Les nuits étaient les pires. Les cauchemars revenaient, les images de Lucian et d'elle dans des moments heureux, avant que tout ne s'effondre. Elle les chassait d'un geste brusque, comme pour effacer chaque trace de ce qu'elle avait été. Mais au fond d'elle, un malaise persistait. Un vide qu'aucune victoire, aucun coup de poing, ne semblait pouvoir combler. Et dans cet espace béant, un nom revenait sans cesse : Lucian. L'Alpha. Celui qu'elle détestait et aimait encore à la fois.

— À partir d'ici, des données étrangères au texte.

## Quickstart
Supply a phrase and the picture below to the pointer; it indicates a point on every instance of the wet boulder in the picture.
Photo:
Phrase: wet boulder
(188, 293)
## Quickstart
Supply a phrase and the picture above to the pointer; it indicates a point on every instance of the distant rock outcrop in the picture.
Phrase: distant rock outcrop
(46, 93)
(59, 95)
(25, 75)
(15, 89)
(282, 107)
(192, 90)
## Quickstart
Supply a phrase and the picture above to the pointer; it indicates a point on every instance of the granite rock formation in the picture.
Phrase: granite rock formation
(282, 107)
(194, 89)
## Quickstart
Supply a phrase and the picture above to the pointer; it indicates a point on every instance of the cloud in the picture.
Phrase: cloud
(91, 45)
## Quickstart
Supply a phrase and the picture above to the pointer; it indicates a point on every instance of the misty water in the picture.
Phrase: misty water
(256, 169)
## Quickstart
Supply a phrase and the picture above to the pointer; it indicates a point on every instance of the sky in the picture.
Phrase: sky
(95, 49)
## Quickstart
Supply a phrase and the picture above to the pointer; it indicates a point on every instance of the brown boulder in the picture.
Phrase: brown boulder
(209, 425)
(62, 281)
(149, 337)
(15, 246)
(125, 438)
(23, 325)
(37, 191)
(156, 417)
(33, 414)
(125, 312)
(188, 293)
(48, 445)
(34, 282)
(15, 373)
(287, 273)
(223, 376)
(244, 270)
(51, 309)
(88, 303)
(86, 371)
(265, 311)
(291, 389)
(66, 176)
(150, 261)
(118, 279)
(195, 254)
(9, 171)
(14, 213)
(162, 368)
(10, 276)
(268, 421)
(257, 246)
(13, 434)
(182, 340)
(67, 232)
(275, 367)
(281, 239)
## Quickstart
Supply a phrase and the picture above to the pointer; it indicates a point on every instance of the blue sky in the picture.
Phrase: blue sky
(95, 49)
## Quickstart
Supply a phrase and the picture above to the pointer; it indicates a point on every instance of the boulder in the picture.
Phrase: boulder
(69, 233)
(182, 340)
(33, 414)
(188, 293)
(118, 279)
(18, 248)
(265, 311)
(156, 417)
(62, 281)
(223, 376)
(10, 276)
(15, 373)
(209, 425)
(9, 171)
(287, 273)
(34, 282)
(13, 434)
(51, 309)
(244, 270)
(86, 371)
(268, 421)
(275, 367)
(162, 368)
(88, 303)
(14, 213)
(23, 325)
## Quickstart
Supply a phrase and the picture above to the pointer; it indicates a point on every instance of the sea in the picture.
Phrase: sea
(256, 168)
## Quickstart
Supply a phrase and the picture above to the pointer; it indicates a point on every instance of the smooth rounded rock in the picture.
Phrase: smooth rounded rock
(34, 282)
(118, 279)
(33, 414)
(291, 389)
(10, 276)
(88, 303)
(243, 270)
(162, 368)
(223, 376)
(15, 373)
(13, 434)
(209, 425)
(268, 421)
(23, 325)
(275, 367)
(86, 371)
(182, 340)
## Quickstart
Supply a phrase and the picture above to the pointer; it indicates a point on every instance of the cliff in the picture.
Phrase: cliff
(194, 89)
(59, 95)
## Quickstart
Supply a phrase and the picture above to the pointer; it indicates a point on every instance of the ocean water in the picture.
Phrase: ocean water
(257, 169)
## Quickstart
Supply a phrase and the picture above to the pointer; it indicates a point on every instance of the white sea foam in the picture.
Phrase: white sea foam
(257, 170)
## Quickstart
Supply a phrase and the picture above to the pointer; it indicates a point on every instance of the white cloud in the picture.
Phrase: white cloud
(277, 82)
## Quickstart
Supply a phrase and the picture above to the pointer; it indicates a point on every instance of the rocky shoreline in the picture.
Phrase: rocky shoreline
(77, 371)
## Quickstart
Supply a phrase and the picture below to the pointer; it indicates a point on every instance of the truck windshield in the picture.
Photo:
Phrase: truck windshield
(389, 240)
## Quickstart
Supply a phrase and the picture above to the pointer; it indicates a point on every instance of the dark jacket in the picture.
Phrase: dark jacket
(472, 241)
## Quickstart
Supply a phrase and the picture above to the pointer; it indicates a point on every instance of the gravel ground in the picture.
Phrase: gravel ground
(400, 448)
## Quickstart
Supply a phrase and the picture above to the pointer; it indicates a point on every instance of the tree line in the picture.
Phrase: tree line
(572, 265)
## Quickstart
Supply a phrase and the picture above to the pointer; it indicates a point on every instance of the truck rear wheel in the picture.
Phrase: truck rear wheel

Elle s'entraînait sans relâche, consciente que chaque instant passé à renforcer son corps et son esprit la préparait à ce qui devait venir. Parce qu'elle savait que ce moment arriverait. Le moment où elle croiserait de nouveau celui qui avait été son tout, celui qui avait façonné une part d'elle. Elle se tenait prête. Prête à ce que ce jour-là ne soit ni la fin ni le commencement, mais une simple réévaluation de ce qu'elle avait été et de ce qu'elle était devenue. Une guerrière. Et plus personne ne pourrait la briser.